The code I'm trying to understand is:

int base64decode (char *in, size_t inLen, unsigned char *out, size_t *outLen) { 
    char *end = in + inLen;
    size_t buf = 1, len = 0;

    while (in < end) {
        unsigned char c = d[*in++];

        switch (c) {
        case WHITESPACE: continue;   /* skip whitespace */
        case INVALID:    return 1;   /* invalid input, return error */
        case EQUALS:                 /* pad character, end of data */
            in = end;
            continue;
        default:
            buf = buf << 6 | c;

            /* If the buffer is full, split it into bytes */
            if (buf & 0x1000000) {
                if ((len += 3) > *outLen) return 1; /* buffer overflow */
                *out++ = buf >> 16;
                *out++ = buf >> 8;
                *out++ = buf;
                buf = 1;
            }   
        }
    }

    if (buf & 0x40000) {
        if ((len += 2) > *outLen) return 1; /* buffer overflow */
        *out++ = buf >> 10;
        *out++ = buf >> 2;
    }
    else if (buf & 0x1000) {
        if (++len > *outLen) return 1; /* buffer overflow */
        *out++ = buf >> 4;
    }

    *outLen = len; /* modify to reflect the actual output size */
    return 0;
}

I'm stuck at *out++ = buf >> 16; , it reads to me that the value at out will be equal to buff, which should be 1000000 shifted 16 bits to the right? There aren't even 16 bits in the value, so wouldn't it zero out? I'd really like to understand the rest of this code as well, any help would be greatly appreciated.
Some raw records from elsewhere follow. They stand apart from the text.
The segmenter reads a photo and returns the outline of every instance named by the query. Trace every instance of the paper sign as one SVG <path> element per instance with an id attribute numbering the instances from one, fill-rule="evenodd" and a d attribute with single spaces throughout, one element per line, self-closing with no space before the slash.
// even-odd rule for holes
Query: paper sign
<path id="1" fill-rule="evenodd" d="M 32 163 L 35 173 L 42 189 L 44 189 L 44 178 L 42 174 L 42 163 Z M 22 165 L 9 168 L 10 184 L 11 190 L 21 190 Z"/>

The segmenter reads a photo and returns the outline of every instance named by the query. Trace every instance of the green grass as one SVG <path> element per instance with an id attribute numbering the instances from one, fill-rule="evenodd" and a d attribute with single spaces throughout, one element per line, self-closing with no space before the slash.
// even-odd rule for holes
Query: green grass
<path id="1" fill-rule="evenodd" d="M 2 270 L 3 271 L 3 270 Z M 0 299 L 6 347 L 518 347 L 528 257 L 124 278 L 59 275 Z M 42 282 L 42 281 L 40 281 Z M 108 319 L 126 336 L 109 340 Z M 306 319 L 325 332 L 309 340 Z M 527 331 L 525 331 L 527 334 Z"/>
Thanks in advance!

Это было полезно?

Решение

You can work this out step by step. Let's skip the whitespace, equal-sign and invalid characters and the code to do with padding at the end and focus on the loop and the defualt clause:

size_t buf = 1;

while (in < end) {
    unsigned char c

    /* read next byte */
    c = d[*in++]; 

    /* append byte to number */
    buf = buf << 6 | c;

    /* If the buffer is full, split it into bytes */
    if (buf & 0x1000000) {
        *out++ = buf >> 16;
        *out++ = buf >> 8;
        *out++ = buf;
        buf = 1;
    }
}

The code is read byte by byte and then appended to buf. The input comes in 6-ybit-chunks and the output should be 8-bit-chunks, aka bytes. (Illegal input characters are those with any of the top two bits set.)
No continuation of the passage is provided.